I just think that many folks take all of these rules far too literally and believe that that is how they are actually implemented across the board. I've lived in New York City and Washington DC in my adult life when I wasn't living overseas. Believe me, thousands of foreigners come to these two places every year on all kinds of visas and stay for as long as they want. Not all, of course. But many, many, many. It's not that employers have personal relationships with the bureaucrats who grant visas or extensions. I know for a fact that my boss who hired that Ukrainian gal never tried for a foreigner visa before. It was just very easy to get, and she was a low level worker. What kind of visa, I have no idea. I was just aware of his decision to try and keep her, and there were no hitches.

That was in DC, but of course, both NYC and the DC region have huge proportions of foreigners, legal, illegal, and may legal in on various visas, many who overstay. NYC is an official refugee city for illegals, so they have no concerns about getting into any kind of problems with police if they get stopped for anything. Employers have to be careful, I imagine. The feds would have objections to illegals in the work force, but no one else.

The DC govt is also officially welcoming of illegals, I believe, as is Maryland. Virginia state govt not so much, but I believe governments of Fairfax County and Arlington County are. 

In this context, citizens of the UK especially are welcomed as long lost cousins, as are Aussies and Kiwis. Canadians just merge right in. Getting-by employment is easy. Go into any Irish pub or English one and listen to the employees. Think they all have green cards? Almost as easy for folks from Western Europe.

Now, for immigrants from Asia, Latin America, Middle East, I'd say that people who overstay tourist, student visas, or just plain border crossers, get much the same support from their communities, which are gigantic in both NY metro and DC tri-state (well, DC, Maryland and Virginny) areas, until they figure out a way to get legal.

I oppose all illegal efforts, but I describe them to give the context in which people who are here legally can slide into one slot or another if they are persistent.
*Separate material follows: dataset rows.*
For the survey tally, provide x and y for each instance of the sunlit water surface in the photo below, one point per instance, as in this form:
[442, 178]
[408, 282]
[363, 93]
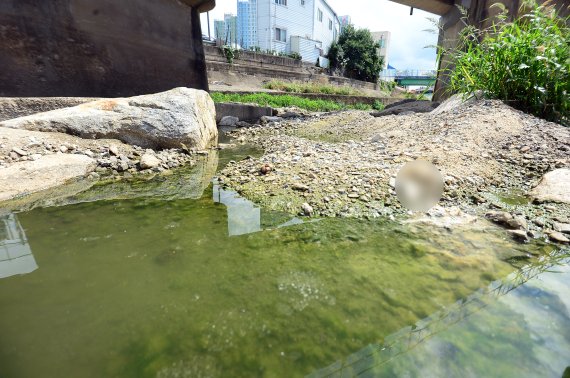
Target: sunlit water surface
[176, 279]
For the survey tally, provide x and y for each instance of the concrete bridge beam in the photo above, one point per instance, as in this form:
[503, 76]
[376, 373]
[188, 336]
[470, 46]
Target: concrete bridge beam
[479, 14]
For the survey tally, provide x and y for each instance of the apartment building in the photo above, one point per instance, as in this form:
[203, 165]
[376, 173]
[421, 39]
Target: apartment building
[383, 38]
[307, 27]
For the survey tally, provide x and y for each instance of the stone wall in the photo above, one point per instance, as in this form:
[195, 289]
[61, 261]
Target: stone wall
[272, 67]
[103, 48]
[215, 54]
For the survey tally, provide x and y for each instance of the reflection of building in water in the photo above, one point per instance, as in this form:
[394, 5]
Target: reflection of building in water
[244, 217]
[363, 362]
[15, 252]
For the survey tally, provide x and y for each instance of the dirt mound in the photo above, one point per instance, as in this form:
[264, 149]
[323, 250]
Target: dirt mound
[346, 161]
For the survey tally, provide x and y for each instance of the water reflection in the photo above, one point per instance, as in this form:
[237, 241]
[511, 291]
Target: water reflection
[244, 216]
[398, 354]
[15, 252]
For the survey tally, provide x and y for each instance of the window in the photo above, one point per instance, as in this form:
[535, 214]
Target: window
[281, 35]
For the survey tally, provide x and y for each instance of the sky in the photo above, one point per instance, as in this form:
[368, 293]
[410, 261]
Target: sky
[409, 38]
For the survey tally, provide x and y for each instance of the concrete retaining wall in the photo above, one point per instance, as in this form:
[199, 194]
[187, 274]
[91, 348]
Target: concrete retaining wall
[244, 112]
[348, 100]
[215, 54]
[216, 71]
[23, 106]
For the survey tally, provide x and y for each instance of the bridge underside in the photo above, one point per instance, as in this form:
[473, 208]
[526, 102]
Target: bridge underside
[480, 14]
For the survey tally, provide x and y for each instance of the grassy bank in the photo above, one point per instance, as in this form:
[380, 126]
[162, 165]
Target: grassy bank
[282, 101]
[311, 88]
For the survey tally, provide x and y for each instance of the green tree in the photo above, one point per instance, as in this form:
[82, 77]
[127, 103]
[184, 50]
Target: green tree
[356, 55]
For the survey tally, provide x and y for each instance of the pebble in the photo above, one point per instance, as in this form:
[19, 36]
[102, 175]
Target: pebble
[519, 234]
[19, 151]
[561, 227]
[114, 150]
[307, 209]
[558, 237]
[149, 161]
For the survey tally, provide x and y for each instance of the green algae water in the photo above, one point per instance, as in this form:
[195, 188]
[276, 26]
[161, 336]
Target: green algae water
[177, 277]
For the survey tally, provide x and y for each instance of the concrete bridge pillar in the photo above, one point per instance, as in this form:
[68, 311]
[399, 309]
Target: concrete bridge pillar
[100, 48]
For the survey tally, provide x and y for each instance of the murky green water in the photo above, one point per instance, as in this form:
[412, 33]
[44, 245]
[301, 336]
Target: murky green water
[192, 281]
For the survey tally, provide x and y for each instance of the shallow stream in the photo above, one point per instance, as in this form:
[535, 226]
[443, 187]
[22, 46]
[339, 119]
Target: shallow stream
[176, 277]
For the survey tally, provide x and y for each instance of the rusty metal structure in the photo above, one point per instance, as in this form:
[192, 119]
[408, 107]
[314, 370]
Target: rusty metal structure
[100, 48]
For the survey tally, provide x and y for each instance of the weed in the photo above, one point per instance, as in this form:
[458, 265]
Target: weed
[282, 101]
[525, 63]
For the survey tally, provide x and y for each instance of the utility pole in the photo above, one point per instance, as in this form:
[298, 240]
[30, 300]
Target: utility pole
[208, 17]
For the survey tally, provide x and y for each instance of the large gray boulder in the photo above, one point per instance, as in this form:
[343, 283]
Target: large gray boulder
[161, 120]
[47, 172]
[554, 186]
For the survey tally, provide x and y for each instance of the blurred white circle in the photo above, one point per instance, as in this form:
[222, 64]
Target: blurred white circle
[419, 185]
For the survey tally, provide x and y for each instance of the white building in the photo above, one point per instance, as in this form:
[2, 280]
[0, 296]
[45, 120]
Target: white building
[307, 27]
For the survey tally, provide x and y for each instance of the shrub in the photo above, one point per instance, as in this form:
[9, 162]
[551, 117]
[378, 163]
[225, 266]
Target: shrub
[310, 88]
[356, 53]
[525, 63]
[230, 53]
[282, 101]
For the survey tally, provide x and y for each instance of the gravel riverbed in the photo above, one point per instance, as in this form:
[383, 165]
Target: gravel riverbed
[344, 163]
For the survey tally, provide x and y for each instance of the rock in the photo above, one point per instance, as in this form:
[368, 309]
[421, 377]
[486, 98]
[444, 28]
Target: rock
[519, 234]
[290, 114]
[501, 217]
[454, 102]
[243, 124]
[47, 172]
[561, 227]
[558, 237]
[149, 161]
[114, 150]
[162, 120]
[517, 222]
[267, 119]
[307, 209]
[554, 186]
[265, 169]
[406, 107]
[19, 151]
[228, 121]
[300, 187]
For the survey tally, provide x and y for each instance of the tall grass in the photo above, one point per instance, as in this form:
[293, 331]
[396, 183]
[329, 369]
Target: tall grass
[283, 101]
[525, 63]
[311, 88]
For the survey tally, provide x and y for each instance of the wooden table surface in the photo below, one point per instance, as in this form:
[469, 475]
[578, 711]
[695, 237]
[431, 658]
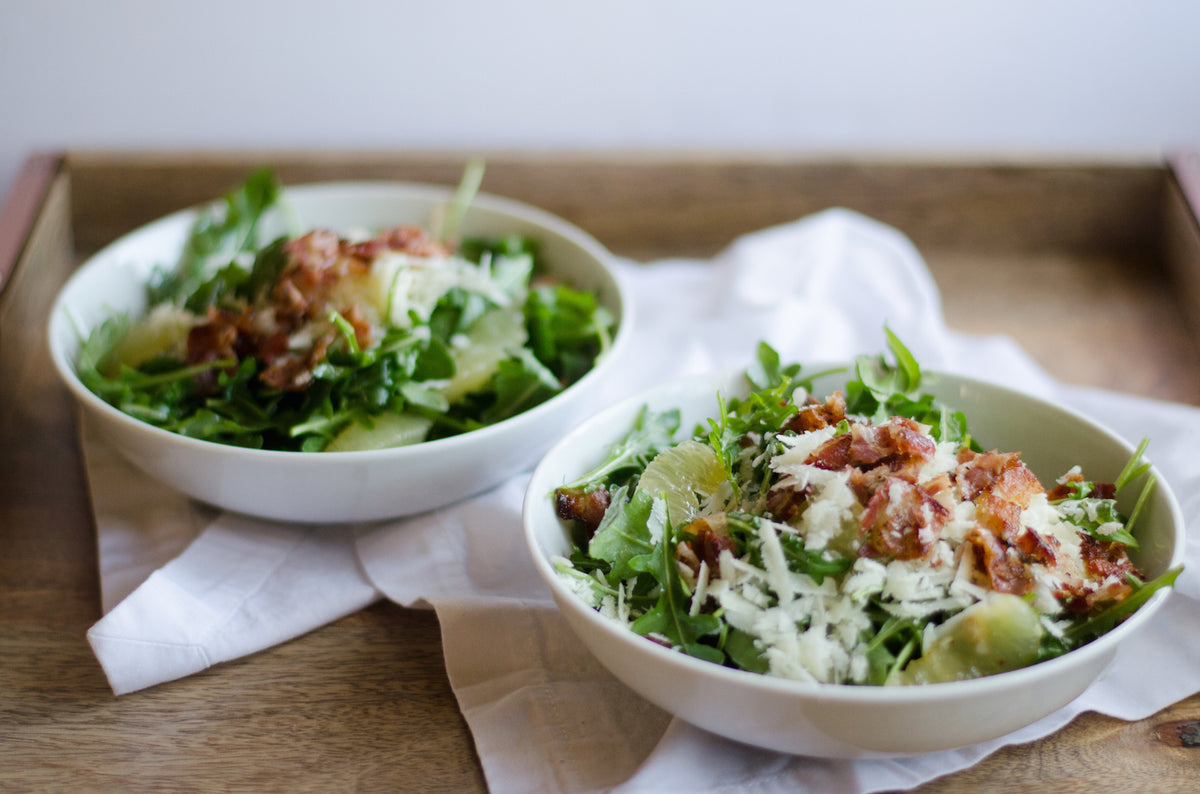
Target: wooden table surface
[1097, 292]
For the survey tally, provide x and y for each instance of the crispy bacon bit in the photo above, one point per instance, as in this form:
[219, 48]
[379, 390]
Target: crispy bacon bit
[293, 372]
[316, 263]
[585, 506]
[816, 415]
[899, 446]
[1036, 547]
[833, 455]
[901, 521]
[1105, 558]
[1063, 488]
[402, 239]
[1003, 566]
[706, 537]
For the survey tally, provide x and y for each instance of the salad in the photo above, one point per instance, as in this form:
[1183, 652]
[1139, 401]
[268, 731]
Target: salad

That's why I shake my head whenever a poster tells a Brit, Irish or Aussie that he or she has no chance to stay legally in the U.S. Again, all perfectly legal. I'm not saying I'm in favor of it. It's just the reality.


----------



## JoeyJoJo! (Jun 25, 2013)

Meritorious-MasoMenos said:


> I just think that many folks take all of these rules far too literally and believe that that is how they are actually implemented across the board. I've lived in New York City and Washington DC in my adult life when I wasn't living overseas. Believe me, thousands of foreigners come to these two places every year on all kinds of visas and stay for as long as they want. Not all, of course. But many, many, many. It's not that employers have personal relationships with the bureaucrats who grant visas or extensions. I know for a fact that my boss who hired that Ukrainian gal never tried for a foreigner visa before. It was just very easy to get, and she was a low level worker. What kind of visa, I have no idea. I was just aware of his decision to try and keep her, and there were no hitches.
> 
> That was in DC, but of course, both NYC and the DC region have huge proportions of foreigners, legal, illegal, and may legal in on various visas, many who overstay. NYC is an official refugee city for illegals, so they have no concerns about getting into any kind of problems with police if they get stopped for anything. Employers have to be careful, I imagine. The feds would have objections to illegals in the work force, but no one else.
> 
> ...


I semi agree with what your saying.

Immigrants from Latin America are illegal and needed in low level skill jobs. This lady is not going to flip burgers at McDonalds. She wants a professional job. That requires a work permit that since the 1980s is extremely difficult to get. A Spanish Basque English intepreter is quite a unique job. What this lady does is not.


----------



## twostep (Apr 3, 2008)

Meritorious-MasoMenos said:


> I just think that many folks take all of these rules far too literally and believe that that is how they are actually implemented across the board. I've lived in New York City and Washington DC in my adult life when I wasn't living overseas. Believe me, thousands of foreigners come to these two places every year on all kinds of visas and stay for as long as they want. Not all, of course. But many, many, many. It's not that employers have personal relationships with the bureaucrats who grant visas or extensions. I know for a fact that my boss who hired that Ukrainian gal never tried for a foreigner visa before. It was just very easy to get, and she was a low level worker. What kind of visa, I have no idea. I was just aware of his decision to try and keep her, and there were no hitches.
> 
> That was in DC, but of course, both NYC and the DC region have huge proportions of foreigners, legal, illegal, and may legal in on various visas, many who overstay. NYC is an official refugee city for illegals, so they have no concerns about getting into any kind of problems with police if they get stopped for anything. Employers have to be careful, I imagine. The feds would have objections to illegals in the work force, but no one else.
> 
> ...


As always - no information.


----------